These aren't conditions you can describe with just two temperature points, no matter where they are anchored.
For overnight temperatures, many people just want badging to know if there is a frost/freeze condition - e.g., is there a weather condition they need to deal with while they would otherwise be sleeping.
They did the same for the weather on the Apple Watch. It used to show the next minimum temperature but sometime last year it changed to minimum within calendar day, which is just about useless.
In the case of Apple, Cupertino is a pretty boring weather locale. Sometimes you need to zipper your coat and once in awhile it rains.
Which also explains why iPhone headphone wires get brittle in moderately cold weather, and iPhones go into thermal shutdown mode at temperatures that are common in places like Arizona, New Mexico, Nevada, and the non-Bay Area parts of California.
Another example: Corporate HQs have world class internet access. No latency high bandwidth connections. If folks building lazy loading web interfaces had to use their stuff in rural North Dakota, much less outside the US, they'd be shocked at how terribly it performs and user-hostile it feels.
Piggybacking your piggyback, that graph for the temperature throughout the day looks pretty but damn terrible UX in comparison to dark sky. Hourly temperatures/rain/etc gives me everything I need at a glance without having to drag my finger to the time I am interested in.

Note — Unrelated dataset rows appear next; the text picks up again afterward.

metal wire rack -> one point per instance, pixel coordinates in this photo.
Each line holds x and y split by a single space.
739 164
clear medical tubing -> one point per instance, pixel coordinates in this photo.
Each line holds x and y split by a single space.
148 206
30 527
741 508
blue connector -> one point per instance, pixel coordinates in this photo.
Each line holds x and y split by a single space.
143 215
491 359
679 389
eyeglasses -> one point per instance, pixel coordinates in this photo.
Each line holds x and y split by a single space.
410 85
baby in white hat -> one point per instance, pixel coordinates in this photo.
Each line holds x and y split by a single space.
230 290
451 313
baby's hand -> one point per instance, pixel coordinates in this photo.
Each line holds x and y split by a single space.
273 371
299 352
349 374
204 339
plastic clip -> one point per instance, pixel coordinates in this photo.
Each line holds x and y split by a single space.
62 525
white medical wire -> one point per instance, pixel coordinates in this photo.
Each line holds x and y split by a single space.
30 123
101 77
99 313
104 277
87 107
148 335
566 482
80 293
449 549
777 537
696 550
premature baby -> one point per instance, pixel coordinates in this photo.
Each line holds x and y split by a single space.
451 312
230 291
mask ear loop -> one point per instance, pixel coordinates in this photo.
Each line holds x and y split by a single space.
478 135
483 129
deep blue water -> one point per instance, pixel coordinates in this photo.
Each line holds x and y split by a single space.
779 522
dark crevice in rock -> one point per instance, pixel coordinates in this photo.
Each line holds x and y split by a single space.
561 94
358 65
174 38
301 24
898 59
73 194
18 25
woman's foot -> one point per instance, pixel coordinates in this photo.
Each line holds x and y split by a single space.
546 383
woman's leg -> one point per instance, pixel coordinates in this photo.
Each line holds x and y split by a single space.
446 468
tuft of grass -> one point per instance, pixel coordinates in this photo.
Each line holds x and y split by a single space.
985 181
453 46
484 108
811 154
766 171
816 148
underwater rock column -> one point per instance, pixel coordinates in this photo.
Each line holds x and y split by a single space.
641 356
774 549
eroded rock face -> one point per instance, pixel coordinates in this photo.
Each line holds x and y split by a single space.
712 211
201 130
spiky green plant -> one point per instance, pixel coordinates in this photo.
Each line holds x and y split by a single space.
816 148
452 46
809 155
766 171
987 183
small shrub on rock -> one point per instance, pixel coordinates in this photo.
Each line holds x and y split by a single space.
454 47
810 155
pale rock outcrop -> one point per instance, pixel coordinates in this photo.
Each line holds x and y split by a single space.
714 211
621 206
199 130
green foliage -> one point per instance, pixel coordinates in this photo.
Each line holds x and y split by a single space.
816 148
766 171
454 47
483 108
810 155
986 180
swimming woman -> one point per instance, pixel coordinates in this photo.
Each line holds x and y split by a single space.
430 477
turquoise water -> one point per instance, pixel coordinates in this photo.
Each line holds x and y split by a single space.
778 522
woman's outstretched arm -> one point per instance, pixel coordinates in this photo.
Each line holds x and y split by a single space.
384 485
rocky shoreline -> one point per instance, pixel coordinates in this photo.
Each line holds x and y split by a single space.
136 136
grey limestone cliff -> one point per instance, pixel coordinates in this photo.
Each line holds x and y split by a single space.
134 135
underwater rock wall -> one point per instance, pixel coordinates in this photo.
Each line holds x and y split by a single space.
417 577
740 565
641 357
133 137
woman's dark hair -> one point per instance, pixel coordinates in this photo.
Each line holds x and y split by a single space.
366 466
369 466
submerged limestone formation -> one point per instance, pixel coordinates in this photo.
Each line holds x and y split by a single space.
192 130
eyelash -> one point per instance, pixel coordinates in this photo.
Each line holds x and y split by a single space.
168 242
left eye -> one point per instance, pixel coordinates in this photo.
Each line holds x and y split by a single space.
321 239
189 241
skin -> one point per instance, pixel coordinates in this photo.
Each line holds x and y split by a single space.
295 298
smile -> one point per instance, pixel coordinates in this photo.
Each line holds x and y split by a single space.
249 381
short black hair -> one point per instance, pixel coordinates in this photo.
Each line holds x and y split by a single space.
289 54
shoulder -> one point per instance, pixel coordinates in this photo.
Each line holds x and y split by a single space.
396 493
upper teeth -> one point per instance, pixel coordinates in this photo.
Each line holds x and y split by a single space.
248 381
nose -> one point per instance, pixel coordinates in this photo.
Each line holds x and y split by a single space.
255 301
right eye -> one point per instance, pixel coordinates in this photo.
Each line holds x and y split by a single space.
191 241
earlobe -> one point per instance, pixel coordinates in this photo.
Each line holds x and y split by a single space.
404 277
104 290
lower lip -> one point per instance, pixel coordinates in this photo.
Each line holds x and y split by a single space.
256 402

Here's an egregious UX error in the Apple Weather app: when you look at the precipitation map, it animates the situation throughout the day, but the current time it's showing is only indicated by the cursor in a timeline at the bottom. Your location in the center in the map, where you want to look, only shows the current temperature and weather: it does not animate with the timeline and the rest of the map, and does not show the time the map is currently reflecting. So if you look at the center of the screen you have no idea what time's situation the map is showing, and if you look at the bottom you can see the time, but not the situation. You have to stop the animation, manually drag the cursor to "now", look at the storm pattern, then manually drag it an hour forward, look at the map again, etc.
I’m confused why the daily minimum would include times outside the day. That doesn’t seem like a daily minimum by definition. The way Apple does it is exactly how I assumed it would work.
It becomes useless when it was 32 degrees at midnight. But now, as I sit here on a Thursday morning, it shows the low for today as 28 degrees and tomorrow as 40 degrees. What will I need to wear Friday morning when I go out? Will it be closer to 40 or continue dropping and be closer to freezing? Is it safe to put my sensitive plants back outside? Perhaps it shows 28 again but is that for early Friday morning or late Friday night?
In almost all cases the coldest part of the day is right around dawn. That also happens to be the time of day when most of us are first leaving the house. That's a pretty important piece of information to have and it isn't there at a glance.
> In almost all cases the coldest part of the day is right around dawn.
Probably true, and yet the counterexamples are when the temperature forecast is particularly important when I'm choosing what to wear. Any simplification of the temperature forecast into daily lows and highs will fail certain use cases, so I think it's very reasonable to make the daily lows and highs as well- and simply-defined as possible and provide an hourly forecast so that people can also check for the potential edge cases.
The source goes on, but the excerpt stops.